Wiring the Raspberry Pi to the Relay Board
- +5V (pin 2) from the Raspberry Pi goes to the VCC of the relay board.
- Ground (pin 6) from the Raspberry Pi goes to the Ground of the relay board.
- GPIO 14 (pin 8) from the Raspberry Pi goes to the IN1 of the relay board.
- GPIO 15 (pin 10) from the Raspberry Pi goes to the IN2 of the relay board.
- GPIO 18 (pin 12) from the Raspberry Pi goes to the IN3 of the relay board.
Setting up the Traffic Signal Interface
$ pacman -Syu file base-devel abs git $ wget https://aur.archlinux.org/packages/py/python-raspberry-gpio/python-raspberry-gpio.tar.gz $ tar xzvf python-raspberry-gpio.tar.gz $ cd python-raspberry-gpio/ $ makepkg -scif --asroot $ pacman -U python-raspberry-gpio*.tar.xz
Next, you'll need to clone this repository onto your Raspberry Pi and copy the control script into
$ git clone https://github.com/mide/traffic-light-controller.git $ chmod +x traffic-light-controller/light-control.py $ cp traffic-light-controller/light-control.py /usr/bin/light-control
You can now test the light controller by running the following commands.
$ light-control red on $ light-control green on -v $ light-control red off -v $ light-control yellow on $ # You can keep going, but that verifies the light-control script works.
Setting up the Status Watcher
Now it's time to set up the status watcher module. This logic is application specific, so this is the part you'll need to change to match your setup. I've documented what I did to get you on the right direction.
The default file that comes with this project can link to a PagerDuty account. If you don't use PagerDuty, you'll need to rewrite this file. Also, I chose to write the PagerDuty logic in Ruby, but you can do whatever you want; just be sure to make the appropriate adjustments in the following steps.
$ pacman -Syu ruby $ # If you already ran "git clone", you can skip the next line $ git clone https://github.com/mide/traffic-light-controller.git $ chmod +x traffic-light-controller/status-watcher.rb $ cp traffic-light-controller/status-watcher.rb /usr/bin/status-watcher
Linking With PagerDuty
If you have a PagerDuty account and you're going to run the provided code, you'll need to do a little bit of configuration. If you're not on PagerDuty (or are opting not to use the provided code), you can skip this section.
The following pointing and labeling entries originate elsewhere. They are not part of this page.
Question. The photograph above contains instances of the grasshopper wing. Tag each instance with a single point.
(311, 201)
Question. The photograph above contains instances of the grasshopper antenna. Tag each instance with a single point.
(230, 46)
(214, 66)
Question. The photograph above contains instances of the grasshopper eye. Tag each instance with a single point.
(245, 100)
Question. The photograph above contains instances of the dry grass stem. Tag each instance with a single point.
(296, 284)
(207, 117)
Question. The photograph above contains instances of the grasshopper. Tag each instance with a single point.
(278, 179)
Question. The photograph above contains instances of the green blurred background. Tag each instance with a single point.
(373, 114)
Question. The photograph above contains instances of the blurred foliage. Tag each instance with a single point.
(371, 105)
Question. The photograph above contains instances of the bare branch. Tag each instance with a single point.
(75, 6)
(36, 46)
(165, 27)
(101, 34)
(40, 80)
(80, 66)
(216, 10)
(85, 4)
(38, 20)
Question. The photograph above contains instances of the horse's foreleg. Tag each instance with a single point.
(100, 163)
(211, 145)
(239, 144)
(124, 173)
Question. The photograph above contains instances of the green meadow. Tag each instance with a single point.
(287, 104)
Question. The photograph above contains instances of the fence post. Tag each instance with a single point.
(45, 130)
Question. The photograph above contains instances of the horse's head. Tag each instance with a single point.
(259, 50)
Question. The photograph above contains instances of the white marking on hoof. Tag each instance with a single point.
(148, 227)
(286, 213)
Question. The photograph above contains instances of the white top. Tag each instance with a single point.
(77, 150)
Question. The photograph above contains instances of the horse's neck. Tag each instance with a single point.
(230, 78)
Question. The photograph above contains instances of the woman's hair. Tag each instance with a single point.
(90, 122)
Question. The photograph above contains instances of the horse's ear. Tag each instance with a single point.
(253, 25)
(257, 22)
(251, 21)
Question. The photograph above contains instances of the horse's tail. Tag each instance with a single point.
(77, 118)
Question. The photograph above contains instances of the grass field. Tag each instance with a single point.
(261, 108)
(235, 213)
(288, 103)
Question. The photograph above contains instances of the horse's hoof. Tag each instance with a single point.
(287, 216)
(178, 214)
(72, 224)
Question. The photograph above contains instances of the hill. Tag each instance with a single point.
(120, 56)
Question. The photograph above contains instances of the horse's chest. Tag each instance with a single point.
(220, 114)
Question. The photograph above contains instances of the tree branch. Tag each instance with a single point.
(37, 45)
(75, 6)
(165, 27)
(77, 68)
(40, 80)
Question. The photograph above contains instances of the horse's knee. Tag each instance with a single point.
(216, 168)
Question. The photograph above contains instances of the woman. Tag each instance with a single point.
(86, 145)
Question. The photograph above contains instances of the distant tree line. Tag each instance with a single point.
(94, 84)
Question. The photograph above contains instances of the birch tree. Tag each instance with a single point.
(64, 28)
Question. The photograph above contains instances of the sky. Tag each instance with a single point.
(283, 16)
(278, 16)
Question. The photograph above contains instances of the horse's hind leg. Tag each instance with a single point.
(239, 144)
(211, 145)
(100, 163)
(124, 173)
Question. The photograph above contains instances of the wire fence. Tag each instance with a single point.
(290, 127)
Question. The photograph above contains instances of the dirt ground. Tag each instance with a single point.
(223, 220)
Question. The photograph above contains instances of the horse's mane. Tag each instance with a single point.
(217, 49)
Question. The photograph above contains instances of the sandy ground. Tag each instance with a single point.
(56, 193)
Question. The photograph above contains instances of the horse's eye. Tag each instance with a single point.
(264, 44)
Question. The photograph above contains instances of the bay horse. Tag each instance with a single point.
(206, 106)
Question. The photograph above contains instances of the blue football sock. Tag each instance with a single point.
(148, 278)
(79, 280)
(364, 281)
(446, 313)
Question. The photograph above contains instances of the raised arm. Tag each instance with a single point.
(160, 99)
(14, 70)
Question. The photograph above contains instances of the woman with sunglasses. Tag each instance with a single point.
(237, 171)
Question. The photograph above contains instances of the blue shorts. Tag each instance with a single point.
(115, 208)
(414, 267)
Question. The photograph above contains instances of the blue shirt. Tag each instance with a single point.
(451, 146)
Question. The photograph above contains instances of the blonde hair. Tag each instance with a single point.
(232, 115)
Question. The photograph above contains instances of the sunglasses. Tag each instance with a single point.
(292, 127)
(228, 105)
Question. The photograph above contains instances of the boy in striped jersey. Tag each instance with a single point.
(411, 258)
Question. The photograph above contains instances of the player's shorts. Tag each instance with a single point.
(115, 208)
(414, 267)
If you haven't done so already, generate a new read-only API Key for your traffic light (you can see your API Keys by clicking "API Access" in the PagerDuty menu).
Edit the following lines to reflect your account.
@pagerduty_url = 'https://yourname.pagerduty.com' @pagerduty_api_token = '123ABC'
Automating the Status Watcher
In order to make the state change automatically, you'll want to edit your crontab. You can do so by running
crontab -e. The following will run
status-watcher once a minute.
* * * * * status-watcher
You may need to install and enable cron, depending on your setup.
$ pacman -Syu cronie $ systemctl enable cronie $ systemctl start cronie
Usage and License
This project is licensed under the MIT License, so feel free to use it for your company or home network. The only thing that will need to be changed is the
status-watcher.rb, since that has the display calculation logic.